一种用于甲骨字符提取的双分支融合网络

(1.安阳师范学院计算机与信息工程学院,河南 安阳 455000; 2.郑州大学信息工程学院,河南 郑州 450001)

甲骨文; 深度学习; 生成对抗网络; 图像生成

A dual-branch fusion network for extracting Oracle characters
LIU Guoying1,CHEN Shuanghao2*,JIAO Qingju1

(1.School of Computer & Information Engineering,Anyang Normal University,Anyang 455000,China; 2.School of Information Engineering,Zhengzhou University,Zhengzhou 450001,China)

Oracle bone inscription; deep learning; generative adversarial network; image generation

DOI: 10.6043/j.issn.0438-0479.202012035

备注

为了从甲骨拓片图像中自动提取甲骨字符信息,本文基于深度神经网络构建了一个甲骨字符提取的双分支融合网络(dual-branch fusion network for extracting Oracle characters,EOCNet).EOCNet包含3个基本特点:首先,为了能够利用生成网络较强的结构信息描述能力,EOCNet以对抗生成网络(generative adversarial network,GAN)为基本骨架,将甲骨字符提取问题视为图像到图像的转换任务; 其次,为了能利用语义分割网络较强的拓片图像背景和甲骨字符的区分能力,EOCNet将语义分割网络融入生成器网络,并通过空间注意力模型(spatial attention module,SAM)来提高甲骨字符区域特征在生成甲骨字符图像中的作用; 再次,为获取内容完整且细节清晰的生成结果,EOCNet结合全局判别器网络和局部判别器网络对生成的甲骨字符图像进行一致性判别.实验结果表明,相比于主流的基于深度学习的图像生成和分割方法,本文模型能够生成更高质量的甲骨字符图像.

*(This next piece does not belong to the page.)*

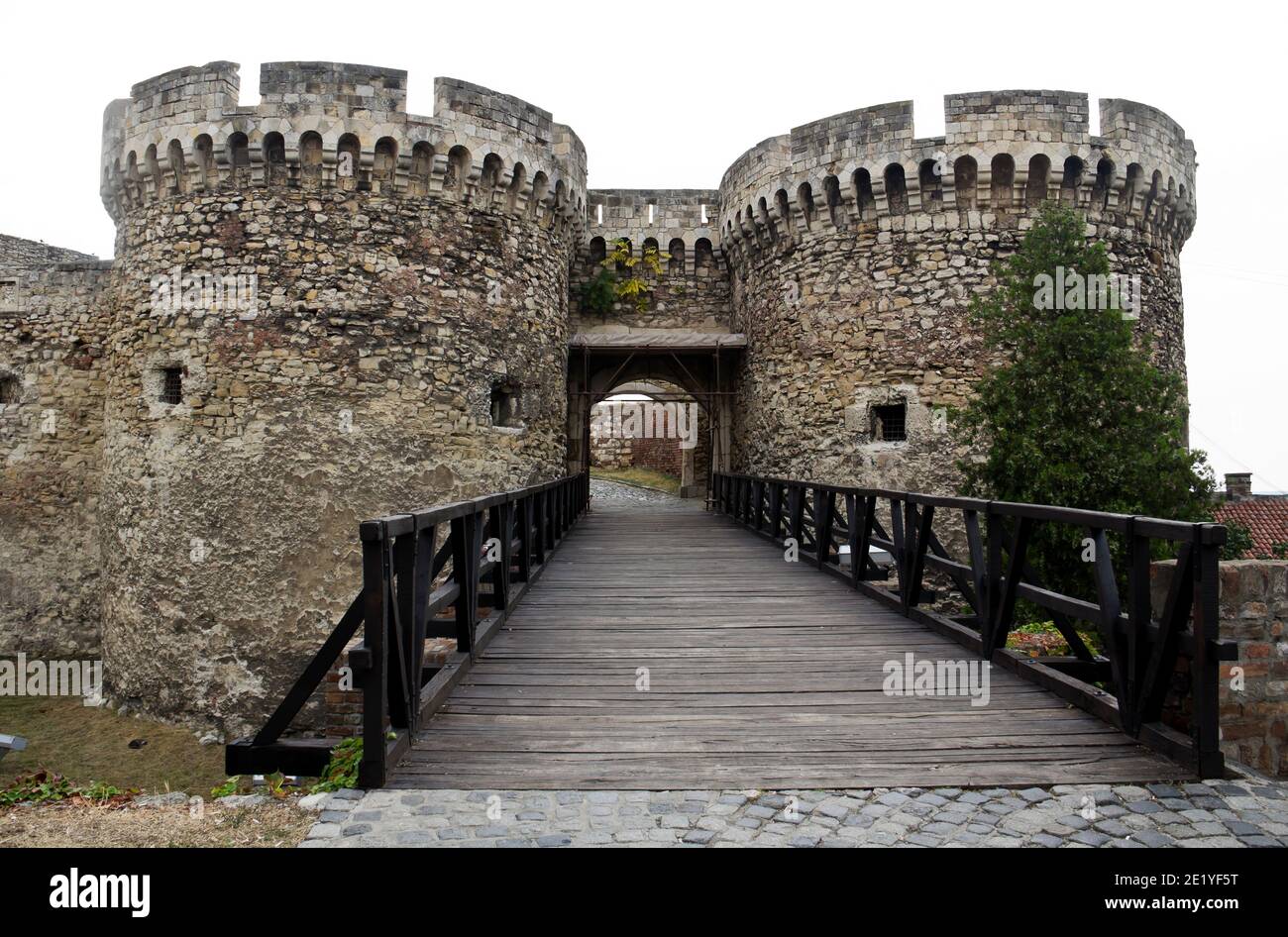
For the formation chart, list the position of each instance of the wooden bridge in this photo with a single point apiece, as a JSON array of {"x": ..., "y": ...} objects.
[{"x": 647, "y": 646}]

Objectives: As an important carrier of Oracle Bone Inscriptions (OBI), the surface of oracle bone rubbings endures serious degradation, such as noise and cracks, which seriously interferes with the visibility and the readability of OBI, and brings great obstacles to the research and activation and utilization of OBI. In this paper, we construct a dual-branch fusion model based on deep neural network to extract oracle bone characters from high noise rubbing images, and indirectly improve the visibility of characters.
Methods : Three basic characteristics are included in this model. First, for the purpose of utilizing the powerful ability of generative networks to describe structural information, the proposed model takes generative adversarial network (GAN) as its backbone, regarding the task of OBI character extraction as a kind of image-to-image conversion. Second, employing the strong capacity of semantic segmentation networks to distinguish the background and OBI character in rubbing images, we integrate a semantic segmentation network into the generator part of the model, and improve the role of OBI characters in the generation of OBI character images through a spatial attention module (SAM). Third, for obtaining a complete and detailed result, the proposed model combines a global discriminator network and a local discriminator network to judge the consistency of the generated OBI character image.
Results : From perspectives of image generation, we compared the performance of the model with that of several mainstream generation-based methods(Pix2Pix, CycleGAN, BicycleGAN). The model secures stronger abilities to deal with noise and crack interference. Generated character images can not only maintain complete and clear stroke details, but also endure almost no additional noises or crack interferences.In addition,on PNSR and SSIMquantitative metrics commonly used in generation algorithms, themodeloutperforms the suboptimal result Pix2Pix by a large margin (PSNR and SSIM are improved by 5.27dB and 5.93 percentage points, respectively).From the perspective of segmentation, our model is compared to several mainstream segmentation-based methods(ERFNet, U-Net, and SegNet).Visually, the character strokes generated by the segmentation method are relatively rough and some strokes are missing. However, local details of those characters generated by our proposed method appear obviously clearer and more natural. On the IoU quantitative metrics commonly used in segmentation algorithms, the proposed model exhibits segmentation capabilities equivalent to mainstream segmentation methods, with mIoU and IoU(char) reaching88.07% and 78.28%.
Conclusions: Based on deep-learning technology, we construct a special oracle bone character extraction model, which can automatically extract the character information in the rubbing image and generate the oracle bone character image, significantly accelerating the research and promotion of OBI. Furthermore, for a long time, complex noises and all kinds of crack interferences in rubbing images become notable obstacles that hinder solving oracle-related visual tasks. Our results show that discriminable features of rubbing images in the embedded space can be simply and effectively learned. Finally, this method can not only effectively avoid the direct processing of complex noises, cracks and other interferences in the rubbing image, but also become conducive to the implementation of end-to-end method.